Laxalt’s group accused of illegal fundraising scheme in Virginia
In Case You Missed It, new reporting reveals corrupt politician Adam Laxalt’s involvement in an alleged illegal fundraising scheme with Americans for Public Trust, which Laxalt has represented as the group’s outside counsel while working at his Washington, DC law firm Cooper & Kirk.
This is not the first time Laxalt has been caught in a fundraising scandal. His political group, APT, is facing potential legal action for misusing its charity status, and Laxalt himself ended up in the center of a federal corruption trial because of his links to a Russian oligarch funneling campaign cash to U.S. politicians.
Igor Derysh // 6.21.22
New complaint says Americans for Public Trust is illegally raising millions while airing GOP propaganda
A Virginia group that bills itself as a “nonprofit, nonpartisan” watchdog group has illegally solicited millions while pushing Republican-aligned messaging, according to a complaint filed by a watchdog organization on Thursday.
Americans for Public Trust, which bills itself as an ethics watchdog, is illegally fundraising in Virginia, according to a complaint filed by the Campaign for Accountability, a nonprofit watchdog group, to the Virginia Department of Agriculture and Consumer Services and the commonwealth’s attorney for the city of Alexandria, where APT is based.
APT, which describes itself as an “independent” organization that is “dedicated to restoring trust in government,” focuses largely on targeting Democrats with election ethics complaints.
The group was founded in 2020 by Sutherland, the former research director for the National Republican Congressional Committee who previously worked at the Mitch McConnell-aligned Senate Leadership Fund.
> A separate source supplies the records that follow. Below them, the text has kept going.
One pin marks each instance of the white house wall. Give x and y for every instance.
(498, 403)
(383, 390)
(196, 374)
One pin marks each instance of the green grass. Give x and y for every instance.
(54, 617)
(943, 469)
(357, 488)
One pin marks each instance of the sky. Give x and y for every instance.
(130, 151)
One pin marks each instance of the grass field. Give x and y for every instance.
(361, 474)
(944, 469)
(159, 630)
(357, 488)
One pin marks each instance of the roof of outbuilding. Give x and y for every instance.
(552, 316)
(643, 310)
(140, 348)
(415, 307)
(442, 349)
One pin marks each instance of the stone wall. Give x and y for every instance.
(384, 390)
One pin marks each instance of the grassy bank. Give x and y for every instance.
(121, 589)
Former Nevada Attorney General Adam Laxalt served as the group’s outside counsel and was branded the “Nevada version of Rudy Giuliani” after leading former President Donald Trump’s failed efforts to overturn his election loss (he is already threatening to file lawsuits challenging 2022 votes that haven’t been cast). Annie Talley, the group’s president, was a “trusted aide” to Trump and shepherded Supreme Court Justice Brett Kavanaugh’s nomination as deputy White House counsel.
A complaint filed earlier this year by End Citizens United, a group that supports campaign finance reform, called on the IRS to revoke the group’s tax-exempt status by violating the agency’s ban on political activity with “unsupported and misleading” political attack ads.
The Campaign for Accountability filed a separate complaint on Thursday with the state accusing APT of “ongoing violations” of the state’s law on soliciting contributions.
“Moreover, it appears Americans for Public Trust may have illegally solicited millions of dollars in contributions since it began operations in 2020,” the complaint said, raising questions about the group’s fundraising practices. The group projected that it would raise about $1.65 million in 2020 and proved “remarkably prescient,” the complaint said, when it raised $1.489 million despite being in operation for less than a year. The group received $900,000 of that from a single anonymous contribution through Donor Trust, which has been described as the “dark-money ATM of the conservative movement.”
Tiffany Muller, the president of End Citizens United, called APT’s political ads the “height of hypocrisy.”
“APT exists for one reason and one reason alone: to help the Republican Party win elections. It’s the height of hypocrisy for this GOP group to launch false political attacks about corruption and unethical behavior, while inappropriately receiving tax benefits as a charitable nonprofit,” she said in a statement. “This organization is run by political operatives and Adam Laxalt, a Republican politician with a history of trouble with the law, so it should come as no surprise that they would try to skirt the rules.”